Second, while spanking may be sufficient for some children, it is never necessary and often leads to more behavioral problems such as withdrawal and using physical means to solve problems, rather than using one’s words to solve them.
I was never spanked or punished once as a child. My mother would tell me why what I did was bad for me to continue to do, or at the worst tell me that I lose a privilege, and I turned out fine, too. If you are using your logic of one = the whole, my turning out fine is evidence enough that spanking is never, ever needed. In reality, other children may need some kind of punishment, but spanking is abusive. Anything that would be illegal if you did it to an adult should not be legal or morally correct to use on children.
I don’t believe that corporal punishment is automatically child abuse, although I don’t really use it on my own three (very well behaved children) – but this post isn’t about corporal punishment. It’s about torture of children, pure and simple.
Correcting a child’s behavior is one thing, but punishing a child for not learning something properly or quickly enough is uncalled for.
I’ve been a teacher for several years, and I have never (not once) heard any teacher express a longing for corporal punishment in the schools. Greater discipline, yes. Greater parental involvement in correcting behavior, yes. A return to striking children, never.
C.L. et al.
I entered the first grade in the mid-1950s. I was a good kid, although I was a bit rambunctious and I did not back down. Not long after I started school and just after recess, while I was walking up the steps to class, I got in a minor scuffle with a bully who snapped my prized Davy Crockett suspenders. We both went to the principal’s office and we both got a spanking with a wooden paddle.
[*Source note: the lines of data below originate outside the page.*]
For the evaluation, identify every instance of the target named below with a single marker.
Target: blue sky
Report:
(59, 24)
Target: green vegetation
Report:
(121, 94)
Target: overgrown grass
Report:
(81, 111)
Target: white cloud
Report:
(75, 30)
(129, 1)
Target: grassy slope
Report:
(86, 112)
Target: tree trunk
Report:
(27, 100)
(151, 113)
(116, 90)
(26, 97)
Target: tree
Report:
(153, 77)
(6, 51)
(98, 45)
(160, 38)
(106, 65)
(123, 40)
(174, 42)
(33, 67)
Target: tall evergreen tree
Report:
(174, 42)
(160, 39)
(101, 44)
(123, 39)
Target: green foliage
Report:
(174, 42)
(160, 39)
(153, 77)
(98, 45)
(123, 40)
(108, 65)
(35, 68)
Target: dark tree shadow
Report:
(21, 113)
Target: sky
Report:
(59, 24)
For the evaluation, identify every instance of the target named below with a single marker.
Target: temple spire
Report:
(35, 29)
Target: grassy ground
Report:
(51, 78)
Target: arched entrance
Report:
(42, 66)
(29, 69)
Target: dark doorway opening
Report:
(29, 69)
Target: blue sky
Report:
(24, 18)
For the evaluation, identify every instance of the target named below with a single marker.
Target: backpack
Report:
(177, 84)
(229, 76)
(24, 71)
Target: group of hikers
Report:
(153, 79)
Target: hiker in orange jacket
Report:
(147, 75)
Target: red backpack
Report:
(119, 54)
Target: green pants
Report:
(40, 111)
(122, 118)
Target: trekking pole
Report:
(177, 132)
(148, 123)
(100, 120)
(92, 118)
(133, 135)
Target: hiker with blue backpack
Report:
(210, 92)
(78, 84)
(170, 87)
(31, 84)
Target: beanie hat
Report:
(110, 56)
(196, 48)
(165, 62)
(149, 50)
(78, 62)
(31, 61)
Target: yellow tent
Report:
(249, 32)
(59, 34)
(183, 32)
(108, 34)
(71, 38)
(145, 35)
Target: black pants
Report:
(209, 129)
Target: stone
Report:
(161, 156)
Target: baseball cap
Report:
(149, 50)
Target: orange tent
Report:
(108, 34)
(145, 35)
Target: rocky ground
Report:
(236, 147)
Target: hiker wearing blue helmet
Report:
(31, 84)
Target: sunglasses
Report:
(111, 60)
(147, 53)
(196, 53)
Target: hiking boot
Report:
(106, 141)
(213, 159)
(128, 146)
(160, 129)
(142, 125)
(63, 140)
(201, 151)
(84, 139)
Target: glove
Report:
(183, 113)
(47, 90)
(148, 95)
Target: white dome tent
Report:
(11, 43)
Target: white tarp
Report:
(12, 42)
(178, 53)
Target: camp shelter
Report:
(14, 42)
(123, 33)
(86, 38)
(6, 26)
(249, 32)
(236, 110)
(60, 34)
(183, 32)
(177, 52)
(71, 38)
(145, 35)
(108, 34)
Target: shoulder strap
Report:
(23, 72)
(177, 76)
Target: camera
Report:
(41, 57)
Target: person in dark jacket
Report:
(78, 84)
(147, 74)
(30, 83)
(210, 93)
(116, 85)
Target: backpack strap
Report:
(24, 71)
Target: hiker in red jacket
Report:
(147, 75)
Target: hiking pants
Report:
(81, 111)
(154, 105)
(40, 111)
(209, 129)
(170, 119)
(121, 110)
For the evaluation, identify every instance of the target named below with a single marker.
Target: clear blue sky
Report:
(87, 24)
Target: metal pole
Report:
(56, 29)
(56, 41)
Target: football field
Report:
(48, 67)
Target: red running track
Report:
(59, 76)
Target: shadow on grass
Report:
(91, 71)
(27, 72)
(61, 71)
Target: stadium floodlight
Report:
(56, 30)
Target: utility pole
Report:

I deserved every minor detention and bottom swatting that I ever received in school for rowdy behavior and the extra ‘punishment’ meted in sports and the military; I did not turn out to be a criminal, petty or otherwise. Discipline is critical and I think that some of the many problems we have with crime today is partially because parents and teachers did not administer correct, but stern discipline. Commonsensical people know the difference between child abuse and swats on the backside and/or a stern dressing-down.
I knew basic right-from-wrong from age 6-years-old and I just needed ‘encouragement’ to follow all of the rules and I knew that consequences awaited me if I insisted on getting my way all of the time.
I think children are often punished in cruel ways by teachers and parents. I would be willing to bet that in many countries, children experience worse torture, relative to their mental and physical capacity, than many adult victims of torture. The teachers have full control over these children.
Did not we have a situation in Arizona where a 14 year old child died. It was a boot camp for incorrigible young boys. I think it occurred in 2003.
Pardon me?
I always thought young children really were not yet fully developed in the brain department and so I isnt even about good or bad children but brain development. Adults can be dumber than a mule when it comes to raising children.
The “teacher” of course should have spent those 2 hours working with the child on the alphabet. That’s not a teacher, but a punisher, a torturer.
It’s sad how often I hear teachers at my school wish for corporal punishment. Some label the 6-8 year old kids ‘bad’ rather than the choices the kids make.